Via Mobin's MCP settings you copy two commands into Codex to connect its entire app-screen library, letting you dialogue for inspiration (e.g. dark-mode finance designs) and rebuild a chosen screen; you can also port non-Figma skills like the audit-design-system skill by downloading its skill.md and dragging it into Codex's create-skill area. Connect Mobin to Codex through MCP and ask it to find inspiration for a specific app type, then download one skill.md (such as an audit-design-system skill) and add it to Codex to confirm the skill becomes callable.
01Intent
Start with this video's job: This designer-focused guide shows how to use ChatGPT 5.5 to generate design inspiration, iterate layouts, and condense desktop screens to mobile in seconds, then hand the resulting mockups to Codex to build interactive prototypes—connecting Mobin via MCP and porting Figma/Claude Code skills into Codex along the way. Treat "Intent" as the outcome you are trying to make visible, not a topic label. Anchor it to 1:08, where the video says: “generating images that we can use to inform our design inspiration. Let's run a small prompt then to showcase this functionality. Uh please build me don't forget your please. Uh a image mockup of a uh light mode...”
02Canvas
Use "Canvas" to locate the part of the interfaces + open design workflow the video is demonstrating. Ask what changes in your real setup if this claim is true. Anchor it to 12:05, where the video says: “QuickBooks example. What I'm going to have Codeex do is build this and run it locally. Build the design based on the screenshots uh or based on the design uh attached uh run it locally. Ensure it is...”
03Artifact
Turn "Artifact" into the reusable artifact for this lesson: A UI critique sheet for judging whether an AI interface improves control. This is where watching becomes something you can inspect and reuse.
04Preview
Use "Preview" as the application surface. Decide whether the idea touches a browser flow, a local file, a model choice, a source document, a UI, or a review step.
05Feedback
Use "Feedback" to prove the lesson. The evidence should connect back to the video title, transcript anchors, and a concrete output, not a generic best-practice claim.
06Iteration
Use "Iteration" to carry the idea forward: save the prompt, checklist, diagram, or operating rule that would make the next agent run better.

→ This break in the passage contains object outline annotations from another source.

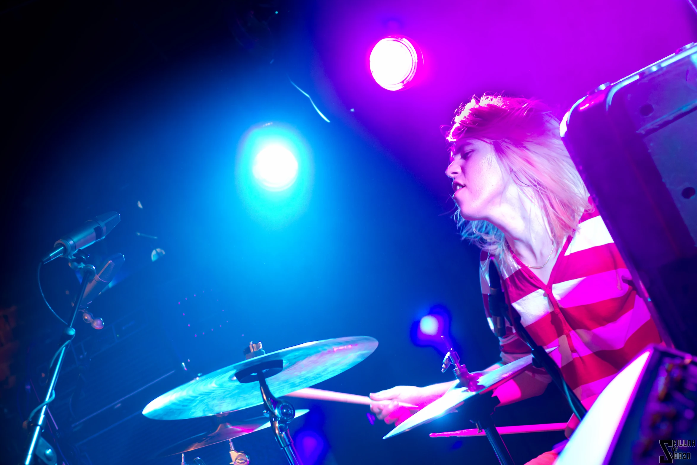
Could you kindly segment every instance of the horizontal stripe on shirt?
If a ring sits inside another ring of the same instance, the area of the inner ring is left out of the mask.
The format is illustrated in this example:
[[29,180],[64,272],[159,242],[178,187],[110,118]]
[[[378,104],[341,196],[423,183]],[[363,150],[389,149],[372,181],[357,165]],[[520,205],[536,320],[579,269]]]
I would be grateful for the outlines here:
[[[489,313],[489,266],[482,253],[480,282]],[[558,346],[552,358],[581,399],[597,395],[613,377],[647,345],[661,338],[602,218],[597,212],[581,217],[543,283],[514,257],[497,258],[507,300],[535,342]],[[510,361],[530,349],[507,324],[499,338],[502,359]]]

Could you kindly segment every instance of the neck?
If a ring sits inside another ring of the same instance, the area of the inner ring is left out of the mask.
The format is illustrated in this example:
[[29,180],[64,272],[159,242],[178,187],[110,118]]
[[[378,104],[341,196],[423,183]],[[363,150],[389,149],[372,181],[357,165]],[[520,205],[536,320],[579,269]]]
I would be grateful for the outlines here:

ExampleSource-backed work packet
Convert the video into a scoped task that includes the transcript claim, target workflow, acceptance criteria, and proof. The output should be a ui critique sheet for judging whether an ai interface improves control..
ExampleClaim vs. demo brief
Separate what the speaker claims, what the demo actually proves, and what still needs outside verification before you adopt the workflow.
ExampleTeach-back module
Transform the lesson into a definition, a mechanism diagram, one misconception, one practice exercise, and a check-for-understanding question.
Do not learn it wrong- Treating the title as the lesson without checking what the transcript actually says.
- Letting the prompt drift into generic advice that could apply to any video in the playlist.
- Copying the tool setup without identifying the operating principle that transfers to your own stack.
- Skipping the artifact, which means the learning never becomes operational or inspectable.